For the Canadian dollar, oil price movements have become a key variable. As a major crude oil exporter, Canada's economy is highly correlated with oil prices. However, oil prices have recently fallen for two consecutive days, with US WTI crude oil falling by nearly 5% and dropping below the $100 mark again. This change has weakened the fundamental support for the Canadian dollar, making it difficult for it to form a strong upward trend. The decline in oil prices has significantly dragged down the Canadian dollar .
From a macroeconomic perspective, the market is focused on the upcoming Canadian manufacturing PMI data to assess changes in economic momentum. Meanwhile, the US will release ADP employment data, retail sales, and the ISM manufacturing PMI. These data will provide forward guidance for the upcoming non-farm payroll report and directly influence market expectations regarding the Federal Reserve's policy path.
In the current environment, the interplay between the US dollar and the Canadian dollar mainly revolves around two themes: first, the impact of geopolitical changes on risk sentiment; and second, the direct influence of oil price trends on the Canadian dollar. The US dollar is under pressure due to decreased safe-haven demand, but falling oil prices limit the Canadian dollar's strength, resulting in overall exchange rate volatility.
From a technical perspective, the USD/CAD pair is consolidating on the daily chart. After retreating from previous highs, the pair has entered a range-bound trading pattern. Resistance is around 1.3700 , while support lies at 1.3550 . The MACD momentum is gradually converging, and the RSI has fallen back to the neutral zone, indicating weakening trend momentum.
From a 4-hour chart perspective, the short-term trend is weak and volatile, with prices fluctuating repeatedly within a range, and the moving average system tending to flatten. The MACD is oscillating around the zero line, indicating a balance between bullish and bearish forces. If the exchange rate breaks below the 1.3550 support level, it may further decline to 1.3500; conversely, if it rebounds above 1.3700, it may resume upward momentum.
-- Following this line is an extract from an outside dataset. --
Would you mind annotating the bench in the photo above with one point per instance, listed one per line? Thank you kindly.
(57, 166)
Overall, the USD/CAD pair is in a fluctuating pattern characterized by a weakening US dollar and pressure from oil prices , with its short-term direction depending on new catalysts.
Editor's Summary : The current market is caught between expectations of easing geopolitical tensions and actual uncertainties. The US dollar has weakened due to reduced safe-haven demand, but the Canadian dollar is struggling to stage a strong rebound due to falling oil prices. This balancing act keeps the exchange rate in a volatile pattern. Future trends will depend on the actual developments in the Middle East, oil price fluctuations, and US economic data. Investors should pay close attention to key events and exercise caution when making directional judgments.